Teatro de lo absurdo
- Rafael Montes Gómez
Este es un género dramático que abarca obras escritas entre las décadas del ´40 y ‘70, dando estos dramaturgos expresión al concepto fundamental de Albert Camus: la vida es inherentemente absurda. Aunque prevalece lo absurdo, se rige por los mismos principios existencialistas. Su característica principal es que no hay secuencia dramática, los diálogos son repetitivos y sus tramas carecen de significado creando una atmósfera onírica.
Definitivamente, hay que saber mucho del teatro del absurdo para interpretar la actuación de los personajes que pretenden llegar al Palacio de las Garzas y la actual coyuntura política panameña. Nuestros experimentados dramaturgos locales nos ofrecen unas escenas tan disímiles que harían sonrojar al mismísimo Martin Esslin. Entre ellas, un toro impele al alcalde a recoger las toneladas de basura que impávidas flanquean toda la ciudad, en lugar de orondos paseos ecuestres. El indignado riposta al otrora amigo, protector y postulante, desagraviándolo al no invitarlo a un festín gastronómico cuyo huésped de honor es el embajador norteamericano. Tras lucir su mejor rostro municipal, enrostra más del mismo chocolate al vacuno, dejando entrever ante las cámaras el legado de la visa cancelada.
La madre de todo el drama es aquella escena donde aparecen unos “hackers” que borran todo el archivo del sitio web de la Asamblea Nacional y, en su lugar, colocan la flameante bandera de las barras y las estrellas con el mensaje “Nuestros ojos están encima de ti”. Si fuese real, el mensaje haría orinarse a más de un ensombrerado, pero no es más que teatro de lo absurdo de algunos copartidarios.
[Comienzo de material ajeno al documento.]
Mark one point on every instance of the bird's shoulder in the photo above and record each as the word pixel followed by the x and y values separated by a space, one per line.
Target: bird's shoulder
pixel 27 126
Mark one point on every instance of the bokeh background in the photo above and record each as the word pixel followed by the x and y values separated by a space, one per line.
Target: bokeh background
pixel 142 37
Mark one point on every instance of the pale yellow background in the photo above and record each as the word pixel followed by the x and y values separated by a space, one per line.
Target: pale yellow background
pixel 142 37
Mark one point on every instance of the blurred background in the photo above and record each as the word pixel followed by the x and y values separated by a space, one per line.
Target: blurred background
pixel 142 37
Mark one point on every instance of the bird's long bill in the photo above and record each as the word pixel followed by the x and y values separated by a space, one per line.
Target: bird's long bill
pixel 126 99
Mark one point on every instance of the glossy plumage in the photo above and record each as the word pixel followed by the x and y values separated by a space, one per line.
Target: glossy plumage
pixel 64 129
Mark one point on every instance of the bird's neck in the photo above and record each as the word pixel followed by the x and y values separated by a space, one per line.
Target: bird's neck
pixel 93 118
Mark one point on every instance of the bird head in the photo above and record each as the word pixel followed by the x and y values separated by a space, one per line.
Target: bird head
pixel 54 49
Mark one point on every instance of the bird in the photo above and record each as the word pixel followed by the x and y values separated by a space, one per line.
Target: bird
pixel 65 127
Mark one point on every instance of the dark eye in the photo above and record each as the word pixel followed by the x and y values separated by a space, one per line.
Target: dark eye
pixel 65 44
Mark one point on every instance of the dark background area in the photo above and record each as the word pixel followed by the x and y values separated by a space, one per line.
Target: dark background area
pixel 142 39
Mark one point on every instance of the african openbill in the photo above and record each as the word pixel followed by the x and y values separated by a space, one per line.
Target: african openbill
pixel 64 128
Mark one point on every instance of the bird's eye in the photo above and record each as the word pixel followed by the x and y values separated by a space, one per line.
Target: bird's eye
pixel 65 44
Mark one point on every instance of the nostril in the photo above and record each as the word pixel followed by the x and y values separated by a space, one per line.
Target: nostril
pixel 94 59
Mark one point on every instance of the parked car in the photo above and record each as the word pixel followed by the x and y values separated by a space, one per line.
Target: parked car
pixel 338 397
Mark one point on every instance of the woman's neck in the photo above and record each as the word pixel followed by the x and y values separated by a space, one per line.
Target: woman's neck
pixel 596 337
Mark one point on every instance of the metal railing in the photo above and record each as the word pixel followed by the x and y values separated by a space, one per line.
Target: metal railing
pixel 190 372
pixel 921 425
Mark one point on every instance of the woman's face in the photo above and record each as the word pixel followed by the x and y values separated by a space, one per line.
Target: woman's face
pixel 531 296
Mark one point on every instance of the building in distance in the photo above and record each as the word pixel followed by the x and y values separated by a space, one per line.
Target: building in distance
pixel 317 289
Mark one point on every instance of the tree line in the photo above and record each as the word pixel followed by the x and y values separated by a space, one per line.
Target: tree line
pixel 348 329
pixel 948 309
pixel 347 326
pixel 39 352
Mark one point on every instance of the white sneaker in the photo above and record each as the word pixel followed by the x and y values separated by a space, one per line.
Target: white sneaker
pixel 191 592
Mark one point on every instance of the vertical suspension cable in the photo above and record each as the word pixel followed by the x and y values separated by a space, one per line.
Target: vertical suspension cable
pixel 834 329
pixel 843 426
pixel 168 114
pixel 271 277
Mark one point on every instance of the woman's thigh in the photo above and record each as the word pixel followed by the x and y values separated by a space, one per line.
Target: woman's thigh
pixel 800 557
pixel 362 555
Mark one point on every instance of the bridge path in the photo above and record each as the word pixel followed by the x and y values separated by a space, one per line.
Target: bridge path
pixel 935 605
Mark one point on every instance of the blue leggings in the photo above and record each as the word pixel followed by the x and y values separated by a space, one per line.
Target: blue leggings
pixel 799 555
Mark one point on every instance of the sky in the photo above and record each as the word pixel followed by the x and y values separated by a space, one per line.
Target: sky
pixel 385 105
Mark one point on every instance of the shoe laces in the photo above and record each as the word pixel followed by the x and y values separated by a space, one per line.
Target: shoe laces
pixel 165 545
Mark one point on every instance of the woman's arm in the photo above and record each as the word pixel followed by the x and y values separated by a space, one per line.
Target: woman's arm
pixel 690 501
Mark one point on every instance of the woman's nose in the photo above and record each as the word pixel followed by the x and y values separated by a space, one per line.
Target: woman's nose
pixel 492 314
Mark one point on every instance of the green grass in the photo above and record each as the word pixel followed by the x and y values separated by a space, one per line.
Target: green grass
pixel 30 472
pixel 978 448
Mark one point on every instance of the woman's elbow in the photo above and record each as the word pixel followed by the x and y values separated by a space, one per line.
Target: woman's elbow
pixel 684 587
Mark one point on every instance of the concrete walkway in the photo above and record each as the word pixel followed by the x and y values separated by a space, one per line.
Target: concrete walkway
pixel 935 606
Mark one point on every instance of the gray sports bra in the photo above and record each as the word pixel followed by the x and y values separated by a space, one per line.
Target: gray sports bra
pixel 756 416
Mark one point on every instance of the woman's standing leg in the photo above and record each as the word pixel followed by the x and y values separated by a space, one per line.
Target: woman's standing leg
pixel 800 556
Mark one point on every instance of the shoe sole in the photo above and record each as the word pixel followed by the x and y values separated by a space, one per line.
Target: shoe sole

Luego, ante la triste caricatura de oposición que entona su pindín favorito: “Yo no me bajo del caballo”, después de la noche de los cuchillos largos y concluido todo ese “freak show”, se lamerán las heridas y a paso militar, todos en unión monolítica apoyarán con todos los hierros a su candidato de consenso. ¡Cuidado, es una candidata!, y sin necesidad de los usuarios del volkswagen.
Ante esta triste realidad, aunque sufrí mucho con el noriegato, debo confesar que hay perredé pa’ rato.